Tanta vida, y jamás…

Porque sólo venimos a soñar. Con la desalentada filosofía del rey poeta, y para todos ustedes, mi retablillo anual:

No es cierto, no es cierto que venimos a vivir sobre la tierra. Si yo nunca muriera…

Con reflexiones en torno a la fugacidad de la vida que a su hora han formulado poetas de la hondura y reflexión de Ommar Khayyam y Jorge Manrique hoy entrego   a todos ustedes, al igual que cada fin de año por estos días, este mi mensaje de fin y principios de año  con la secreta esperanza de que a alguno sea de provecho con la reflexión de lo efímero de festividades como las que en el tiempo han quedado atrás dentro de la fugacidad de una vida que en estampida se nos huye para nunca más. Mis valedores:

El cuerpo aún fatigado después de la celebración navideña y  mañana estragado el gaznate por el regusto a festividad y derroche imprudente, y una vez que a regocijos y litros de alegría embotellada se habrán  deseado felicidades y parabienes para el año que está ahí nomás, acechando, ¿me permiten que los invite a frenarnos el tanto de un suspirillo para reflexionar sobre el tiempo que pasa para nunca volver? Por desdicha. Y qué hacer…
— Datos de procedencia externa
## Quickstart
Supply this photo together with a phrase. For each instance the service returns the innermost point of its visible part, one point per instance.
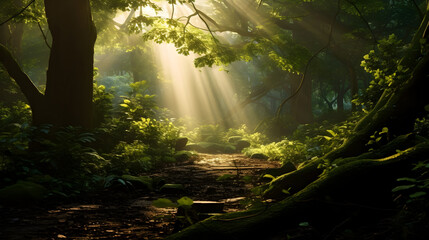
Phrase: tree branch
(18, 13)
(363, 19)
(204, 21)
(27, 87)
(43, 34)
(279, 109)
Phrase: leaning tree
(350, 182)
(68, 96)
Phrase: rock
(209, 147)
(259, 156)
(141, 182)
(182, 155)
(241, 144)
(181, 143)
(285, 168)
(22, 193)
(194, 147)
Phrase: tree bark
(355, 184)
(70, 73)
(300, 105)
(351, 190)
(68, 95)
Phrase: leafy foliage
(384, 66)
Estamos a la vuelta de un año más que fue, a la postre, uno menos, contradictoria la aritmética de nuestro humano existir. Andamos algunos doblando ya el Cabo de Buena Esperanza. Será por eso que, al menos de forma inconsciente, alienta en nosotros la sentencia inmortal de Manrique:

Nuestras vidas son los ríos – que van a dar a la mar – que es el morir.
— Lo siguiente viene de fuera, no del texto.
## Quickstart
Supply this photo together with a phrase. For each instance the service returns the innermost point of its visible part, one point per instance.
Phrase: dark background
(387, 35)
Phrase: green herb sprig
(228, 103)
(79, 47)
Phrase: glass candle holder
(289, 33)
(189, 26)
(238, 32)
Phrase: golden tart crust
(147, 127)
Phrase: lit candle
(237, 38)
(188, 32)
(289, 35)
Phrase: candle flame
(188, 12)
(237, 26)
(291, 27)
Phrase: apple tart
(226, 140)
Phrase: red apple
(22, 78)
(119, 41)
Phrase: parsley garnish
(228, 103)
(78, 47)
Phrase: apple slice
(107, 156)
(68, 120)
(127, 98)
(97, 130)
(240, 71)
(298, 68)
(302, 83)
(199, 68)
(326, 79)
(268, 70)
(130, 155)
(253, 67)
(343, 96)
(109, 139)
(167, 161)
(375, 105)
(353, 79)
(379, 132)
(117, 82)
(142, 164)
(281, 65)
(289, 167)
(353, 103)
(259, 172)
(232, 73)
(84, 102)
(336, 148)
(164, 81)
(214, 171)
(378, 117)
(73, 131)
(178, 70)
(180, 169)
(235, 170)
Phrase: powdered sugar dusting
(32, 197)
¿Por qué este ánimo ceniciento, cuando en derredor todo es júbilo, azucarillos y aguardiente? Será, tal vez, porque a algunos se nos quiebra el ánimo, se nos resfría con la certidumbre de que vivimos en el cogollo de lo fugaz, lo finito, lo perecedero; de que existimos en la sustancia misma de nuestra muerte propia y particular, intransferible, a la que vivimos alimentando día a día con el tiempo de nuestro cotidiano existir. Clamor dolorido, Job: Mis días fueron más veloces que la lanzadera del tejedor y fenecieron sin esperanza…

Acá, en el otro polo del mundo, Nezahualcóyotl: ¿Acaso de veras se vive con raíz en la tierra? – No para siempre en la tierra – Sólo un poco aquí – Si yo nunca muriera – Si nunca desapareciera…

¿No es verdad que al cabo del año y principios del nuevo, con el que iremos a amanecer,  tal sentimiento de lo transitorio y una sensación de errabundaje y romería vienen a depositar en la almendra del ánimo un regustillo a ceniza, a terral, a aliento de despedida apenas postergada? Y qué hacer con esta tristura que se nos aposenta aquí, miren,  en lo más blando de la corazonada, por cuestión de este otro año que se nos ha ido para nunca más. Y qué hacer. Mis valedores:

Hoy, porque los miro correr a lo desalado rumbo a ninguna parte, invoco para ustedes la voz de poetas filósofos que de repente perciben el aletazo del tiempo que pasa para no retornar; voz que es sabiduría quintaesenciada que provoca serenidad y quebranto machihembrados, y un como regustillo a lejanía y desprendimiento del ánimo bien dispuesto en el final de un año más, que a fin de cuentas vino a ser uno menos. Y cierto sabor de amargura en el villancico que entonamos hace apenas  algunas noches:

La Nochebuena se viene – La Nochebuena se va – y nosotros nos iremos – y no volveremos más…

Hoy, con el poeta, Tanta vida, y jamás, digo a todos ustedes. En fin. A vivir el presente, lo único nuestro. Qué más. Qué mejor. (Vale.)